First described in 1977 by Albert Bandura (1997; 1977; Maddux, 2005), self-efficacy theory is based on a simple premise: If a person believes that their actions can produce a desired effect, this belief will be the most important factor in determining the behavior the person chooses to engage in, and the most important factor in determining how much the person will persevere when confronted with obstacles and challenges. To truly understand what self-efficacy means, it’s important to distinguish it from what it is not (Maddux, 2005). It’s not self-esteem. Self-esteem is about how we feel about ourselves. Self-efficacy is about what we believe about our ability to orchestrate our efforts under challenging situations. Self-efficacy is not about how we perceive our overall skills. It’s about believing that our actions can alter our outcomes. It’s not a genetically endowed personality trait we’re born with, but rather is learned over time in response to life experiences. And it’s not a belief that arises automatically as a result of exposure to repeated success experiences. It requires learning that our successes and accomplishments in the face of obstacles and challenges didn’t just occur by chance or circumstance. They came about as a result of our efforts and abilities. Research shows that by enhancing self-efficacy beliefs we can also improve our health. Studies link self-efficacy beliefs to smoking cessation, exercise, diet, safe sex, disease detection behaviors such as breast self-examinations, and our ability to comply with treatment and prevention recommendations. Strong self-efficacy beliefs play an important role in overcoming substance abuse problems, eating disorders, and a range of other difficulties. Low self-efficacy beliefs, on the other hand, have been linked to depression, disabling levels of anxiety, and problems in managing difficult and threatening situations (Bandura, 1997; Maddux, 2005). In children, self-efficacy beliefs begin with an understanding of cause-effect relationships, and more specifically, the ability to establish a connection between behavior and the successful attainment of a desired goal. Experiences providing opportunities for these connections to be learned increase the likelihood of strong self-efficacy beliefs. Experiences depriving children of these opportunities can weaken self-efficacy beliefs (Maddux, 2005). 

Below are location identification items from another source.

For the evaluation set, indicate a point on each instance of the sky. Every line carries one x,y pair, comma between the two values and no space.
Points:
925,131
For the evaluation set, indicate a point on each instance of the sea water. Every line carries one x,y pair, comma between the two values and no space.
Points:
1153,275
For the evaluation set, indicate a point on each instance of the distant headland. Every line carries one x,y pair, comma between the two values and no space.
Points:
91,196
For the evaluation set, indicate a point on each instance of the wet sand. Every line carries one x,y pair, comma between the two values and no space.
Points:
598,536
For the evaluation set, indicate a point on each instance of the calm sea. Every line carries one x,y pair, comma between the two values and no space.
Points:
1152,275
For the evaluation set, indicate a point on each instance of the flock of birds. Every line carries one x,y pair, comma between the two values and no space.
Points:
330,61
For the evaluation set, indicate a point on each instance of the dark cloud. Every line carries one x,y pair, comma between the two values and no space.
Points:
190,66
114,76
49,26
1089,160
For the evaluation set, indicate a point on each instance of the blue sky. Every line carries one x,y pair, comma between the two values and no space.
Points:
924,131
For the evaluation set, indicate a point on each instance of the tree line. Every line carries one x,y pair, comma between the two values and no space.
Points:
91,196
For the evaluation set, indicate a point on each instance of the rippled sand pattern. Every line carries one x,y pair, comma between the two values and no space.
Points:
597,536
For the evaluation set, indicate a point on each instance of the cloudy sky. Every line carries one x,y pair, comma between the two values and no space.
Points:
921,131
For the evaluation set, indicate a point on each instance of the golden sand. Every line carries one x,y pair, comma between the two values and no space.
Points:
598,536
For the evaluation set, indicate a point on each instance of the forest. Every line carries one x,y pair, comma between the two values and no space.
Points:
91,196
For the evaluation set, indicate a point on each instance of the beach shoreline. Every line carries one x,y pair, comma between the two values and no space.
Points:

  • Bandura, A. (1997). Self-efficacy: The exercise of control. New York, NY: W. H. Freeman and Company.
  • Bandura, A. (1977). Self-efficacy: Toward a unifying theory of behavior change. Psychological Review, 84, 191-215.
  • Maddux, J. E. (2005). Self efficacy: The power of believing you can. In C. R. Snyder & S. J. Lopez (Eds.), Handbook of positive psychology (pp. 277-287). New York, NY: Oxford University Press.